米CrowdStrike(クラウドストライク)日本法人はパートナーとの協業を軸にした成長戦略を描いている。特にMSSP(マネージドセキュリティーサービスプロバイダー)との連携を重点施策として掲げ、パートナーエコシステムを拡大する構えだ。尾羽沢功社長は「国内ビジネスは絶好調と言える状況」と話し、中堅・中小企業や地方企業への攻勢をさらに強めたい考えだ。
(大畑直悠)
米CrowdStrike
ジョン・フォックス バイスプレジデント
事業が好調に推移している要因は、セキュリティー統合基盤「Falcon Platform」によって、複数のモジュールを単一のコンソールから利用できるプラットフォームとしての販売が寄与していることだという。米クラウドストライクのジョン・フォックス・日本・アジア太平洋地域のチャネルおよびアライアンス担当バイスプレジデントは「顧客のトレンドは依然としてセキュリティーツールがバラバラな状態の解消であり、統合されたプラットフォームが望まれている」と話す。限られたリソースで巧妙化する攻撃やAIの安全な活用に対応するために、シングルプラットフォームによって運用を効率化したいとするニーズは強いとする。
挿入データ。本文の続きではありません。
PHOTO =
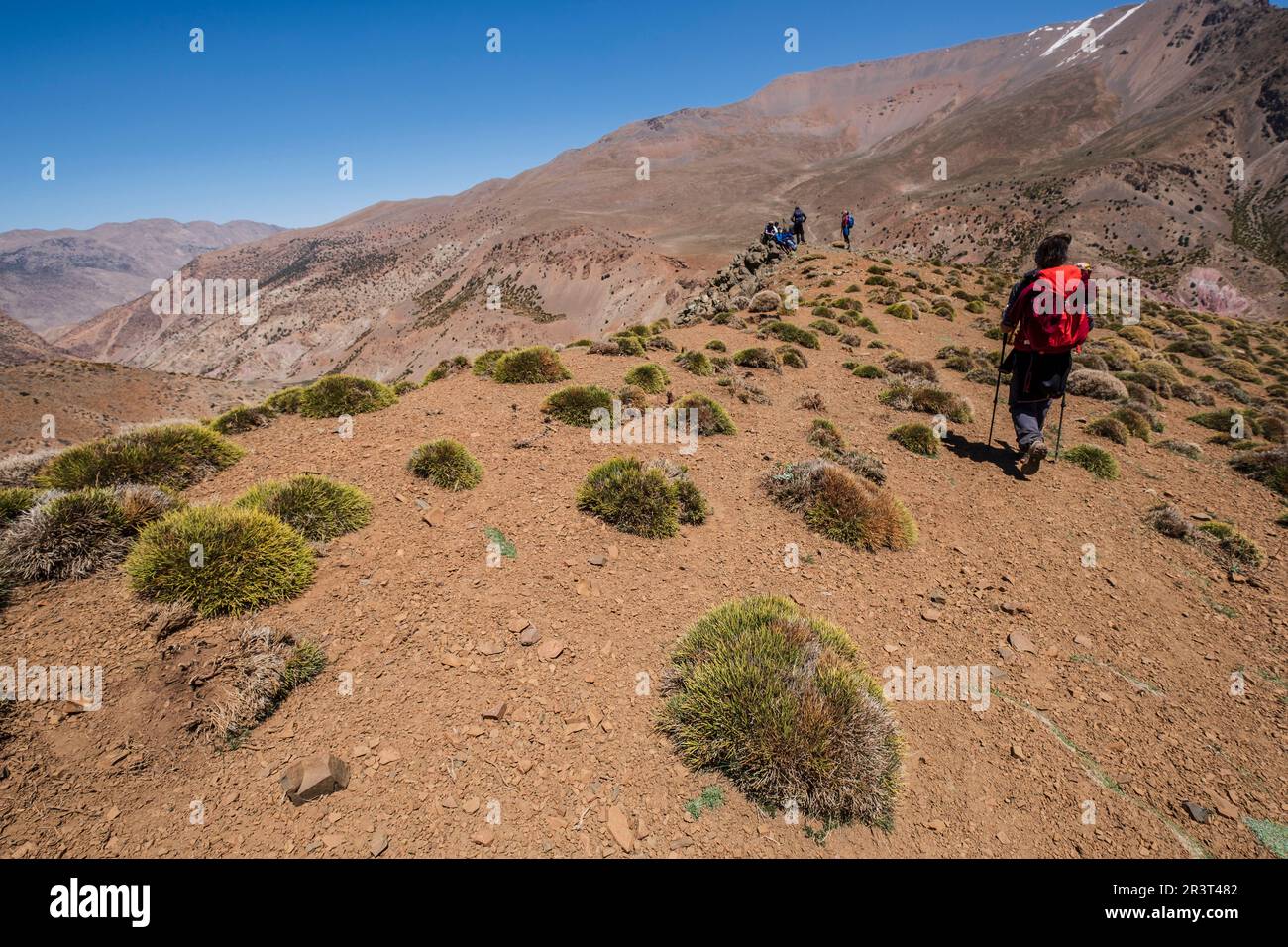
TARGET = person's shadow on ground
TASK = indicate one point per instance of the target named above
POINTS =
(997, 454)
好調なモジュールとしては、次世代SIEM(Security Information and Event Management)やアイデンティティーセキュリティーを挙げる。また、特に中堅・中小企業では人手不足によりセキュリティー対策にまで手が回らない状況が生まれているとし、MDR(Managed Detection and Response)サービスが伸長している。
今後の販売戦略では複数のモジュールの導入と定着を後押しする。Falcon Platform上のモジュールを必要に応じて選択しながら利用できるライセンスモデル「Falcon Flex」によるビジネスの拡大も推進し、顧客が33あるモジュールを柔軟に活用しながら最適なセキュリティー対策を構築できるように支援する。
パートナー戦略に関しては、強固な販売網が構築されつつあることから、既存パートナーとの関係強化を重視する方針だ。AIに関するセキュリティー対策のトレーニングの提供に力を入れ、AI DR(AI Detection and Response)製品の拡販を狙う。
米CrowdStrike 日本法人
尾羽沢 功 社長
中堅・中小企業向けにはMSSPパートナーの開拓を進める構えで、尾羽沢社長は「多くのパートナーは単純なリセールだけではなく、独自の付加価値を付けたビジネスモデルを展開したいと考えており、MSSPモデルはこれに合致している」と強調する。
地方への拡販も念頭に、中堅・中小企業向けの部隊を増強している。尾羽沢社長は「地方のパートナーは当社の商材だけを売っているわけではないし、必ずしも当社に詳しくはない。専任の社員がパートナーと一緒になって地方顧客への提案を勝ちに導くパターンをつくり、カバレッジを広げたい」と意気込む。
ハイパースケーラーが用意するマーケットプレイス経由での販売拡大にも期待する。同社の国内パートナーに関してもマーケットプレイス経由で販売する体制が整ってきているとする。